LyndaBSS wrote: »
I don't pay much attention to the bottom part of the Libra screen. I do like to see the historical graph showing me where my plateaus and fluctuations have been and can be expected.
HoneyBadger155 wrote: »
I think the average losses aren't too bad, and I like having an easy way to see my weight trends (been using Libra for nearly 2 years now, so have a good bit of data to look back at). Understanding my weight pattern (regardless of what the app says) is what I find the most beneficial. Since I'm one of those prone to "wooshes" I like that I can see that pattern repeated over time, and helps keep me on track when it seems like I've 'plateaued.'
You can play with the numbers, I think I put mine on 14 days since my weight can fluctuate a fair bit from one day to the next.
I still record my daily weigh ins, and then average every week, in a spreadsheet I have as that still seems to give me a better idea of overall losses (or not) - the app is great for seeing trends, I like my spreadsheet to keep myself honest.
Cavallaro65 wrote: »
Excellent info, thank you. You can change the setting to 2 weeks instead of 1? I didn't know that.
lgfrie wrote: »
If you swipe right, you'll get to some data that's a bit more interesting: your average calorie deficit over the past week, 15 days, month, three months, & six months. Now I do find that kinda useful, to ensure that my calorie deficit is remaining where I want it to be, relatively consistently.

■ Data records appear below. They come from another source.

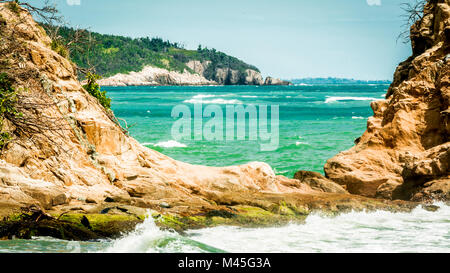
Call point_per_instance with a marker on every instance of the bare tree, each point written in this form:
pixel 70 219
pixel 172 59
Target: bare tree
pixel 413 12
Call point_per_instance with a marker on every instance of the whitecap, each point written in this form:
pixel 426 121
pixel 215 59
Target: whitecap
pixel 337 99
pixel 299 143
pixel 170 144
pixel 213 101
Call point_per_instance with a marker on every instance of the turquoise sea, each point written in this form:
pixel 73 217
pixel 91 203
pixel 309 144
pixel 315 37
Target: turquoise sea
pixel 316 122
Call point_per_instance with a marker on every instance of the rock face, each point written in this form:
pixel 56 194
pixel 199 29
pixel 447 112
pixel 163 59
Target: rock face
pixel 319 182
pixel 404 154
pixel 156 76
pixel 80 159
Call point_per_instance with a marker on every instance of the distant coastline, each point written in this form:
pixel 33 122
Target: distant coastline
pixel 331 80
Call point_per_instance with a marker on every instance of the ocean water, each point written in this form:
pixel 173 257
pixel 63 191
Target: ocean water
pixel 315 123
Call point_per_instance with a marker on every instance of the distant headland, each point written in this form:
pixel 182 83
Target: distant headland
pixel 331 80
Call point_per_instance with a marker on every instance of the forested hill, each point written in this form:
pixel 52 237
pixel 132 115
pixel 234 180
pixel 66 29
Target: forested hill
pixel 111 54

I've been on a 1,000 cal deficit for 6 months and I like it to stay pinned right around 1000. MFP shows me whether my food and exercise (CICO) is nailing that 1,000 target, but Libre shows me whether the scale results also reflect that 1,000 target, which over time they do (though not necessarily on any particular day or week).
Perhaps the most useful data point of all in Libre is on that second page, under "Database". It tells you how many days you've logged, and your total weight lost. If you simply divide total weight loss by total days, you'll get an average lbs per day lost. Multiple that by 3500 and you'll get your average calorie deficit during the entire period of your diet. Again, not a great epiphany, and there are other ways to figure out it, but Libre does make that data point conveniently accessible.